Battre les Occidentaux à leur propre jeu… pour mieux les approcher
Le rugby roumain n’est pas né avec l’avènement du communisme. Introduit dans le pays au début du XXe siècle via la France, le sport s’est rapidement structuré avec un championnat de bon niveau, des clubs solides, et une équipe nationale qui affiche quelques succès au compteur. Contre toute attente, c’est finalement le parti communiste roumain (PCR) qui emmène le rugby vers son âge d’or après la seconde guerre mondiale. Difficile de déterminer les raisons qui ont conduit le PCR à se saisir de ce sport peu populaire à l’Est, mais le fait de disposer d’une structure sportive déjà importante, d’une équipe et de clubs performants a dû bien évidemment peser dans la balance.
Malgré la conception, répandue dans le pays à l’époque, du rugby comme sport élitiste pratiqué par la bourgeoisie et les pays anglo-saxons, soit les pires des capitalistes, le PCR a su s’approprier un appareil préexistant et le perfectionner. Dans les faits, le rugby roumain n’était pas si éloigné du prolétariat, et si les principaux clubs rassemblaient effectivement plutôt une population bourgeoise, il existait également un certain nombre d’équipes plus ou moins amatrices réunies autour de fédérations ouvrières.

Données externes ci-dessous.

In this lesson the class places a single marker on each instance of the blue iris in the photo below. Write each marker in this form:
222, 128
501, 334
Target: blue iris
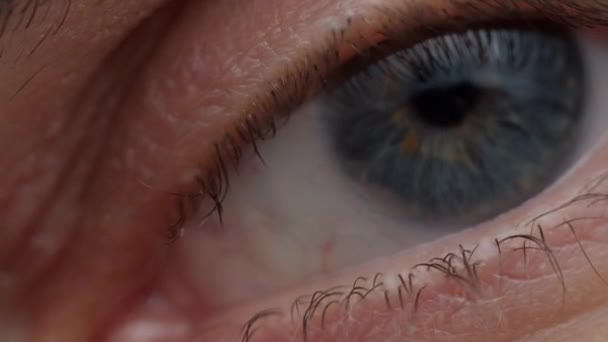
465, 125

Parmi elles, une en particulier jouera un rôle crucial dans l’appétence du régime pour le rugby : celle de l’usine des chemins de fer roumains du quartier de Grivița de Bucarest. Maître de conférence en histoire à l’université de Bucarest, Constantin Pompiliu-Nicolae raconte : « Les rugbymans de Grivița prirent toute leur part à la grande grève de l’usine de 1933, qui s’acheva par un échec et par l’emprisonnement de plusieurs joueurs grévistes, parmi lesquels Gheorghe Gheorghiu-Dej ».
Secrétaire général du PCR de 1944 à 1965, homme fort du pays, et rugbyman amateur lui-même, son rôle dans l’élévation du rugby au rang de sport communiste par excellence est central, bien plus que celui de Ceaușescu après lui, contrairement à une idée reçue. « Le club Grivița a été largement utilisé ensuite comme objet de propagande par le régime. À l’époque, il s’agissait de mettre en avant des figures sportives de travailleurs héroïques, et la grève de 1933 cochait toutes les cases, y compris l’implication de Gheorghiu-Dej lui-même. Le rugby étant perçu comme un sport élitiste, le régime s’est logiquement servi de ce type d’évènement pour encourager le développement de clubs ouvriers » poursuit M. Pompiliu-Nicolae.
« En URSS, le rugby a été tout de suite mis à l’index en tant que sport bourgeois. Pour la Roumanie, c’était donc certes une niche, mais aussi une manière d’exceller sans partage face à leurs alliés est-européens »
Le rugby permet donc de rivaliser avec l’Ouest à « son » propre sport, mais aussi de l’approcher. Robert Adam, docteur en science politique à l’université de Bucarest, explique : « Le rugby est vu comme un sport particulièrement occidental. Mais en jouant la rivalité avec les XV de l’Ouest, il permet aussi de soutenir la démarche de rapprochement avec l’Occident entamée par la Roumanie dans les années 1960. Il est autant un espace de confrontation Est-Ouest qu’une plate-forme de rencontre. À l’époque, performer au rugby c’était aussi maintenir le lien culturel, notamment avec la France. »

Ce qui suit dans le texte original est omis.